Before Tuesday's quadruple-header, someone asked me which Division Series featured the biggest pitching mismatch. Granted, I didn't think about it real hard. But my answer was "Shaun Marcum versus Josh Collmenter".
To be sure, Collmenter pitched well for the Diamondbacks this season, going 10-10 with a 3.38 ERA. But he's a rookie, he doesn't throw hard (at all), and just six months ago Baseball America didn't rank Collmenter among the Diamondbacks' 30 best prospects.
Not that there's anything wrong with that.
Meanwhile, Marcum's ERA this season was actually higher than Collmenter's, and he doesn't throw hard, either. But he's not a rookie and one of these years he's going to make a great deal of money as a free agent.
Shaun Marcum just feels like a better pitcher than Josh Collmenter.
Which doesn't mean he is. Either way, today's pitchers were evenly matched in all four contests, regardless of what the final scores might suggest. In this particular case, one good pitcher (Collmenter) pitched exceptionally well, and another (Marcum) did not. Actually, another pitched poorly.
So poorly, in fact, that this might have been Marcum's worst start all season. What might really worry the Brewers? The only other candidate for that title is Marcum's last start, against the Pirates just last week. In both starts, he lasted exactly 4⅔, gave up exactly seven runs and exactly three walks. The Pirates aren't as good as the Diamondbacks, but that game wasn't as important as this one.
I would be concerned, anyway.
Meanwhile, Kirk Gibson's probably feeling better about himself.
After Game 1, in which he allowed Ian Kennedy to give up a big home run to Prince Fielder, Gibson admitted that he'd made a mistake. What he didn't admit publicly was that rookie Paul Goldschmidt probably should have played first base instead of Lyle Overbay.

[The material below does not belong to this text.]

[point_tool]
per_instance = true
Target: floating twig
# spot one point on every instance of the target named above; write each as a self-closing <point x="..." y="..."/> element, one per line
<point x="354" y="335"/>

Goldschmidt did play in Game 2 -- according to Gibson, because he had a "hunch" -- and Goldschmidt homered in Game 2. It didn't make a difference in Game 2, but one hunch leads to another and, given the nod again in Game 3, Goldschmidt launched a sixth-inning grand slam off Marcum that turned a 3-1 affair into a blowout.
The Diamondbacks are still down in this series and they're still the underdogs. But if Kirk Gibson's learned a lesson or three in his first postseason as a manager, maybe the underdogs still have some bite to go along with their hiss.